Time will tell. I am not jumping on this bandwagon yet, but I welcome this as a potentially useful idea.
Weekend reader: Quantitative Analysis of the Full Bitcoin Transaction Graph http://eprint.iacr.org/2012/584.pdf Summary: This analysis was done using Bitcoin usage up to 2112 May. There were 9 million BTCs created up to that point, and about 3/4th of them were never been used In plain English, only 2 million BTCs were responsible for the price movements of the last 3 years, since creation. So saving/hording is/can be a serious problem. Here is what I don't get. Once BTC's value reached higher values (let's say above a dollar), and people saw that this can be used for longer term gains, that explains hording. But why would the early adopters hord and save instead of trying to circulate the coins like any good currency should do? So was their goal enriching themselves or were they trying to create a popular and widely used new currency? To me hording shows the "let's get rich by making this a Ponzi" idea. If I create a new system altruisticly (or as an experience) and want to get people to adopt it, I would throw the coins all around.

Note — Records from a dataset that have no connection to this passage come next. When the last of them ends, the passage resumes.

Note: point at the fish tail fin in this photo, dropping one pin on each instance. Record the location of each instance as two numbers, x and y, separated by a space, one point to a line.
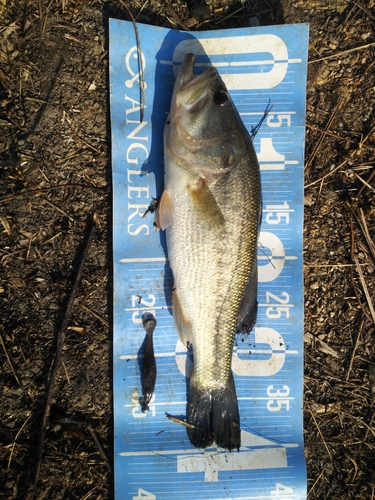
214 414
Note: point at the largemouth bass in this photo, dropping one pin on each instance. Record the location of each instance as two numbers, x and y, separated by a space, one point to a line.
210 208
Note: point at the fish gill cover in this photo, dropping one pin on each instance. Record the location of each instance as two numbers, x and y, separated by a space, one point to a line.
154 458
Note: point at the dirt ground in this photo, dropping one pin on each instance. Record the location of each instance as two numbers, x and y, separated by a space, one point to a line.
55 174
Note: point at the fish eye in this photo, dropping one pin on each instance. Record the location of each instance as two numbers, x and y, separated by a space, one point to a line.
220 97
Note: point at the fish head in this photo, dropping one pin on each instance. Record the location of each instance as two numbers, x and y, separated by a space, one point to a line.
201 106
203 121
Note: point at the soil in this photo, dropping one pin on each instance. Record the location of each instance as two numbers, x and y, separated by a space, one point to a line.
55 176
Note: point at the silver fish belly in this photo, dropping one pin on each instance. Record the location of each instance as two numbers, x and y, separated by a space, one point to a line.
210 209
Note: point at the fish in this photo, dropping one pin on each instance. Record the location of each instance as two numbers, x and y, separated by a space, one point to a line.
210 209
149 370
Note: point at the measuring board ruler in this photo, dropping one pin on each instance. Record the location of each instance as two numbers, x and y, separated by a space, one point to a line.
153 455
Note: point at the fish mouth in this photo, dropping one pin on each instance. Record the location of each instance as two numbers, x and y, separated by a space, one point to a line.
191 90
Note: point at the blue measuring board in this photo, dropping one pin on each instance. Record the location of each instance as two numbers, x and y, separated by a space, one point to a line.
153 455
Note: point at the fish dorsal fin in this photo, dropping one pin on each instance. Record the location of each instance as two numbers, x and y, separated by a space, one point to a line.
247 314
164 211
205 203
183 326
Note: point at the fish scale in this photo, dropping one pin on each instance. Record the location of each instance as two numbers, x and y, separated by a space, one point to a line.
210 209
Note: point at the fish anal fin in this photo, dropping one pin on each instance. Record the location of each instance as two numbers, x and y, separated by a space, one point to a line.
205 203
183 326
247 314
164 211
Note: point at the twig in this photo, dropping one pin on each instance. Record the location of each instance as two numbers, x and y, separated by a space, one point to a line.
354 349
324 176
96 315
175 17
139 50
362 222
9 361
365 183
344 52
369 178
316 482
98 444
365 289
50 188
320 432
60 344
323 134
15 439
339 137
352 272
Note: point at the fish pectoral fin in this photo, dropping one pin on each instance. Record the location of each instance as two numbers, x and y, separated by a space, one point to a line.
205 203
183 326
164 211
247 314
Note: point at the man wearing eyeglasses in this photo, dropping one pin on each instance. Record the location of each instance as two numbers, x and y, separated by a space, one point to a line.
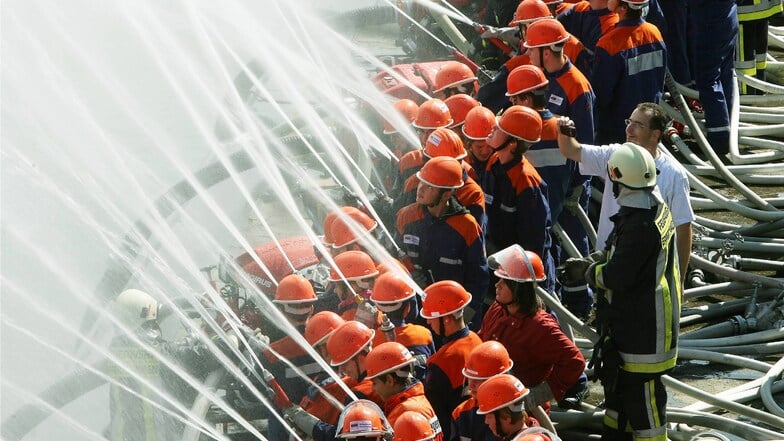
644 127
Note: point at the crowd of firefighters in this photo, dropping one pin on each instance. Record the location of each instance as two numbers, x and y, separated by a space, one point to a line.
448 338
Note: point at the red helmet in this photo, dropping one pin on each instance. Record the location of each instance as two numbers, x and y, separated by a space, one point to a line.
408 108
444 142
444 298
343 229
362 418
321 326
525 78
536 434
459 105
522 123
636 4
413 426
529 11
392 265
296 294
326 239
390 290
442 172
453 74
479 123
515 263
353 265
545 32
387 357
486 360
433 114
347 341
500 391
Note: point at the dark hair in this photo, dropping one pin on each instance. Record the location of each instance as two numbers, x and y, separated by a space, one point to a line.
659 120
524 294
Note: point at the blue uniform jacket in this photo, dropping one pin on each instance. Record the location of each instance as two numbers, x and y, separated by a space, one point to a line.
628 70
450 247
570 94
518 211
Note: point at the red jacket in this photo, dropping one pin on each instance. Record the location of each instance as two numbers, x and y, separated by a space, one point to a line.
444 378
412 398
540 350
317 404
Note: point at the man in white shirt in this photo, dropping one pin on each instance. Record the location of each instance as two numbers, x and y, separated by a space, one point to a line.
644 127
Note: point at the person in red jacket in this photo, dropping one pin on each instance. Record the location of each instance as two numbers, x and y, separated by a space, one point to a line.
486 360
390 368
394 296
412 426
544 356
502 402
296 297
443 309
347 347
316 402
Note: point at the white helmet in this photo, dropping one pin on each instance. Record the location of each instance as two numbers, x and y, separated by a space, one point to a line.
135 307
632 166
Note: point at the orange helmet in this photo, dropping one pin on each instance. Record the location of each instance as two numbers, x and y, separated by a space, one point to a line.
390 291
536 434
525 78
500 391
413 426
342 233
347 341
443 298
442 172
408 108
488 359
636 4
522 123
392 265
353 265
321 326
444 142
453 74
326 239
362 418
545 32
479 123
459 105
529 11
387 357
433 114
515 263
295 293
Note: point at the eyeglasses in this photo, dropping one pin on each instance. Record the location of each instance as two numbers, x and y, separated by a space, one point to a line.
635 124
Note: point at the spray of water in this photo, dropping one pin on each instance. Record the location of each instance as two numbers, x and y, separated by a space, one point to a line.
138 142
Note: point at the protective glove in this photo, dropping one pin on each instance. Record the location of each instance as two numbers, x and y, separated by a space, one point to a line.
420 360
420 278
301 419
538 395
572 202
510 35
573 269
590 274
256 340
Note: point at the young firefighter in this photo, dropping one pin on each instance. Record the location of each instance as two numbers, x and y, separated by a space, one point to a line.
517 207
443 308
544 356
486 360
390 368
639 317
442 239
348 347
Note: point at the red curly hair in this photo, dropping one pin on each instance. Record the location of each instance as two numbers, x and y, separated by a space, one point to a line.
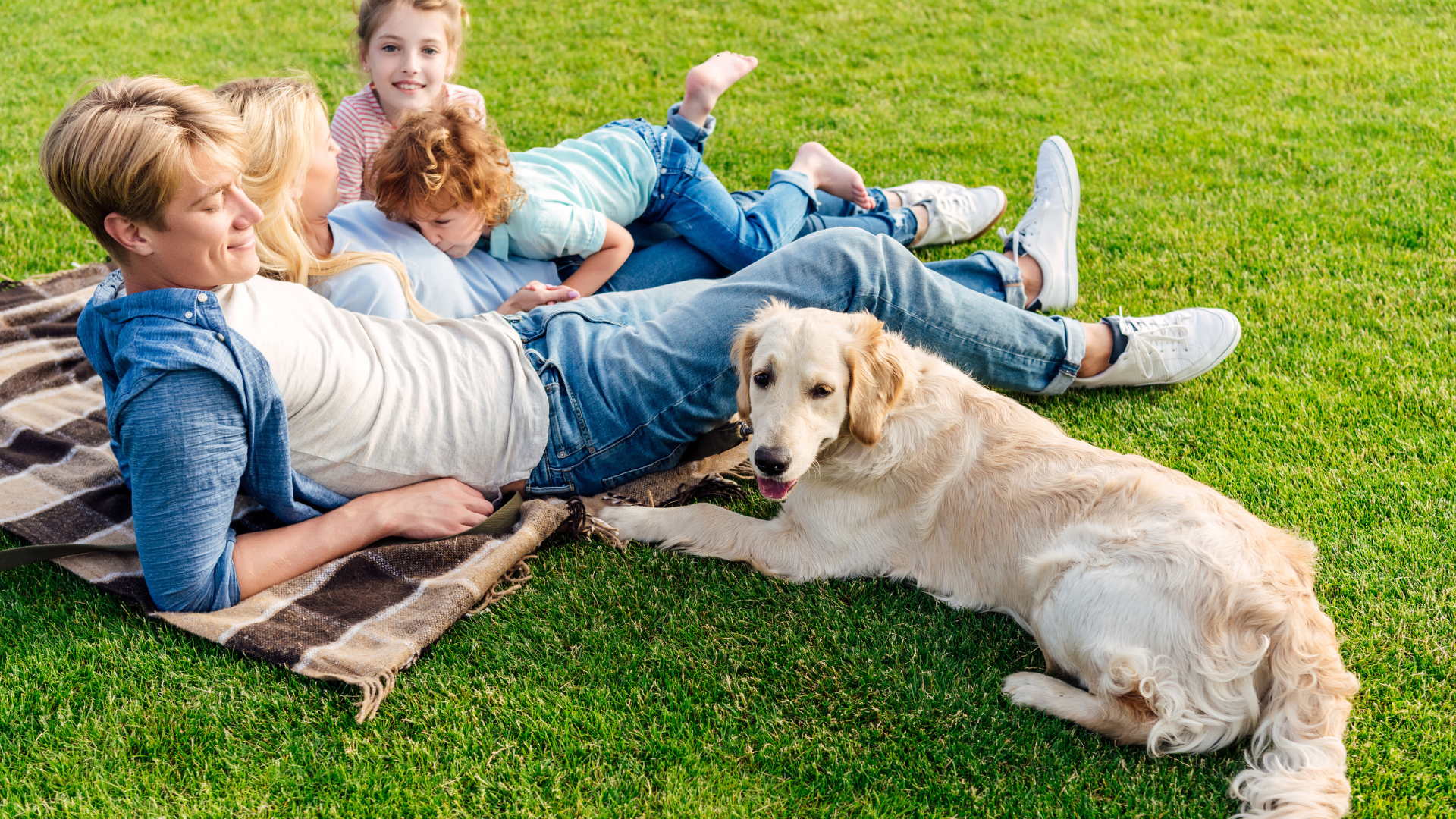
438 161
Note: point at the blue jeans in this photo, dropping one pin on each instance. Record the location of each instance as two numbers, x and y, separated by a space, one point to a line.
699 207
829 212
674 260
635 378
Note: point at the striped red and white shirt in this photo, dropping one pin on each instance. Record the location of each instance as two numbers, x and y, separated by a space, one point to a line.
360 127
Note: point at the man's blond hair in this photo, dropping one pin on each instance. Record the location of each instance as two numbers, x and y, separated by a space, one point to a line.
127 148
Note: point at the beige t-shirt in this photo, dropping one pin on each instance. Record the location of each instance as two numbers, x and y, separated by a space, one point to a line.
376 404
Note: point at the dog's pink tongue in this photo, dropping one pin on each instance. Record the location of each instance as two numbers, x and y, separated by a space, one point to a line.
774 490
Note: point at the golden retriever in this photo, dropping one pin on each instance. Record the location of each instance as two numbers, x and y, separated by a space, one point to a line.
1181 620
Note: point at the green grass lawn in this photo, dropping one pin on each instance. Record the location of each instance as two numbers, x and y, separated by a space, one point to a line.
1292 162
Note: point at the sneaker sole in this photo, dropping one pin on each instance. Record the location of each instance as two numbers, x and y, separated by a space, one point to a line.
1068 297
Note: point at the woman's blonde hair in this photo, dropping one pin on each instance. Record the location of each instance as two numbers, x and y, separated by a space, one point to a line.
437 161
372 14
278 115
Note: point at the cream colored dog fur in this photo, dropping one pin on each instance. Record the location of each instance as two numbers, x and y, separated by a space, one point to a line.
1183 620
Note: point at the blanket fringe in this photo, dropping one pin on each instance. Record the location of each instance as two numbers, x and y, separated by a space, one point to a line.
375 692
517 576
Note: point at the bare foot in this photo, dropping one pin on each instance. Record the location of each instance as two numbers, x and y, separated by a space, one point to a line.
708 80
829 174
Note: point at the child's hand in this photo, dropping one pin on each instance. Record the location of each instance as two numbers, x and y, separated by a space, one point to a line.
535 295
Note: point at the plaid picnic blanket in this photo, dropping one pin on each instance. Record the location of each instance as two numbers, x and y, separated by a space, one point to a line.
359 620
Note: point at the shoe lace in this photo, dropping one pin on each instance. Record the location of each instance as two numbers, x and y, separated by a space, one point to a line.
1147 344
1025 231
959 212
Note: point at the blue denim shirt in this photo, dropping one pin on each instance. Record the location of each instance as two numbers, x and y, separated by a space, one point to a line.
196 417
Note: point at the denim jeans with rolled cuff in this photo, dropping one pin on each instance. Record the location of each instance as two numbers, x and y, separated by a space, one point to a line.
634 378
667 260
689 199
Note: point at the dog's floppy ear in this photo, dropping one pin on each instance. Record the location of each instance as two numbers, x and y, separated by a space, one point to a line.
877 376
747 341
743 347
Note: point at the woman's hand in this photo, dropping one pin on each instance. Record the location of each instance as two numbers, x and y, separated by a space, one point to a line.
435 509
421 512
535 295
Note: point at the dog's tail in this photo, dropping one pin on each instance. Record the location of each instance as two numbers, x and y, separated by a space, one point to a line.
1298 757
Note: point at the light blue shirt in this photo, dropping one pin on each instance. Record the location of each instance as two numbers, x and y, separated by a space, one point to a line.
573 190
169 349
447 287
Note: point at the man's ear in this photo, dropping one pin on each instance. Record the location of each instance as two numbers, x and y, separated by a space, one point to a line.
130 235
877 376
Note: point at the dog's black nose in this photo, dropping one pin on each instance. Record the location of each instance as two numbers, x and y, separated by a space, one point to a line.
770 461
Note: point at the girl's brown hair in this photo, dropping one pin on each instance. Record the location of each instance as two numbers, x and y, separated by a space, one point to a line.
437 161
372 14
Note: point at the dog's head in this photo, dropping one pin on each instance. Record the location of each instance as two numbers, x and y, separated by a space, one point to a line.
807 378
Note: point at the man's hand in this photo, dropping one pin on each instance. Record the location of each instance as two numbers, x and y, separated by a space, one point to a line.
435 509
535 295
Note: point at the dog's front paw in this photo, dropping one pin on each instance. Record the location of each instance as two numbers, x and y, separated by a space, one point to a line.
632 522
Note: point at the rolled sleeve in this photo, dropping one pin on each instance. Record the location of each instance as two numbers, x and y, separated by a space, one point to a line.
548 231
185 439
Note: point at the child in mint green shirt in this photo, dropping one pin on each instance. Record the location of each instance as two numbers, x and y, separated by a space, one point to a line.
453 178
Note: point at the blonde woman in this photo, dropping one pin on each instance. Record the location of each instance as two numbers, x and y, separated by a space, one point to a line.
353 256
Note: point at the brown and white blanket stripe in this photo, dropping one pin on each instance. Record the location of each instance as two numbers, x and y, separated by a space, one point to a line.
359 620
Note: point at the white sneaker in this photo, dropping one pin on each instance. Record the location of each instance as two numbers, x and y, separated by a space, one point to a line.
922 190
1049 231
963 215
1169 349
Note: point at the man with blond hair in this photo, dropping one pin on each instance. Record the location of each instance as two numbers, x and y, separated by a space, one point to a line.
353 428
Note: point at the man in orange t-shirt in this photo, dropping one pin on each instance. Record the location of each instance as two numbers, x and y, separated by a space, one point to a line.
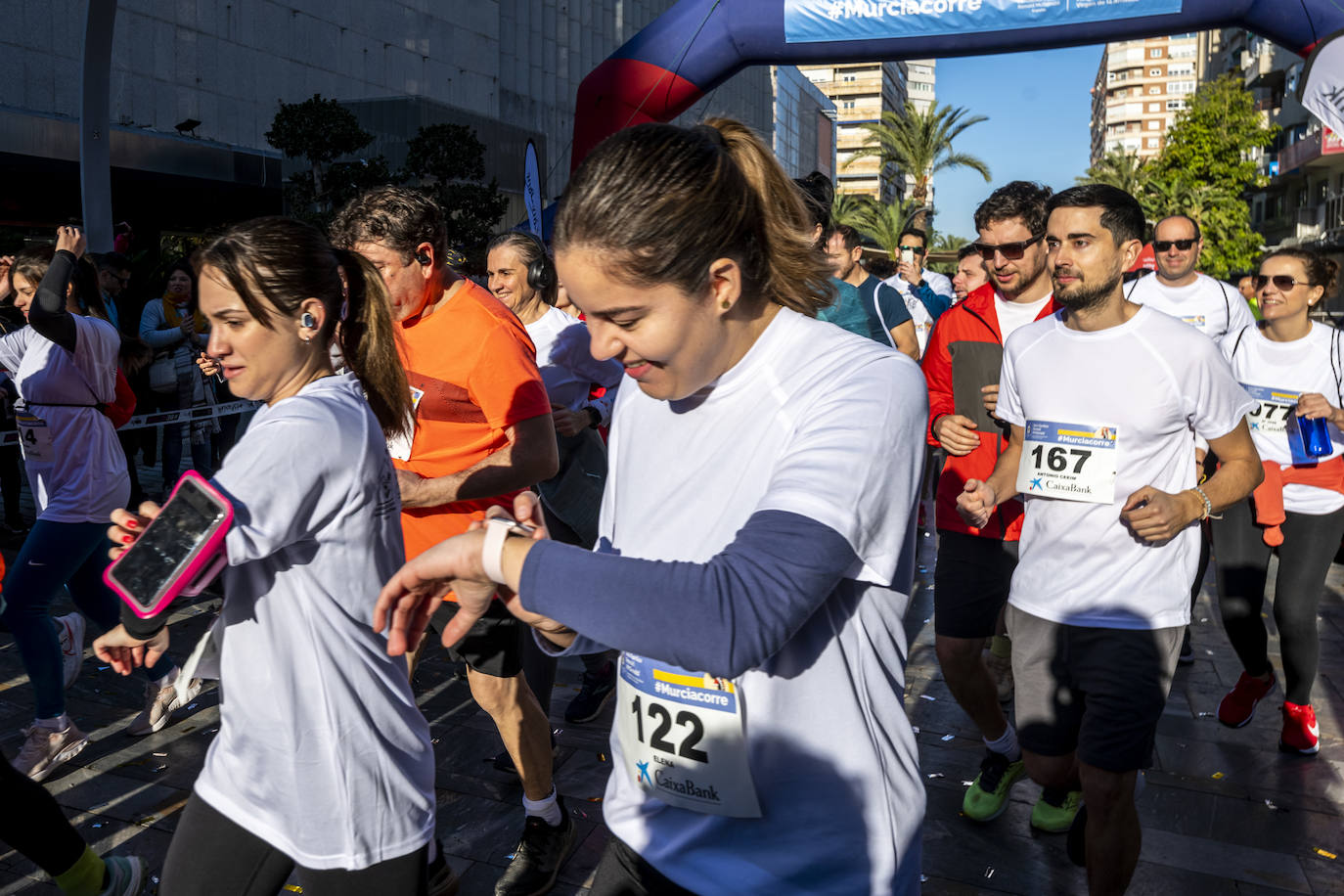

Give 500 to this, 2000 to that. After all if I am (and/or a few friends of mine) the only owner, the coins are worthless. You have to hype them and introduce them to others and make them except it to gain value. Now there could be another explanation, that a huge amount of coinage were lost, due to forgetfullness and uninterest. Somebody gave me 10K coins but I never thought of it anything and I forgot where they are or the password. That is a possibility too. But I tend to question the motivations of any very early adopter who is sitting on 50K+ coins never used. Did you create a useful new currency for everyone, or did you just enrich yourself?
In the early days bitcoins were worthless as you can assume, so there was not much interest about them as an store of value. For instance there is the now infamous 10000 BTC pizza: https://bitcointalk.org/index.php?topic=137.0 Also, in the early days, it was very simple to "mine" the bitcoins. You could get several thousand per week with the right equipment. The abundance made it look like a nice crypto toy so I guess many early adopters didn't take it seriously and most of those coins are lost in one way or another. Although I would agree that whoever Satoshi Nakamoto is (a single person, or a group) must be sitting in a nice pile of BTC probably numbered in the millions.
For Atticus or any serious trader with the dough, here is a Romanian company where you can trade stocks, futures and options in BTC: http://mpex.co/ The set up fee is steep (30 BTC and non-changing), but the owner says it keeps out the hobbyists and the company is doing fine right now. January report: http://polimedia.us/trilema/2013/mpoe-january-2013-statement/ Discussion of the whole company: http://www.loper-os.org/ The owner's response to it: http://polimedia.us/trilema/2013/in-which-we-discuss-datskovskiys-discussion-of-mpex/
I've mentioned MPEx in the past. I don't know anything about the co but am interested in trading vola in BTC. I didn't know about the "loper-os" link.
Thought about it this morning.... Could the US Gov mandate all commercial transactions be settled *only* in USD? Thereby outlawing any alternatives? That's an elegant solution, for the evil-doers.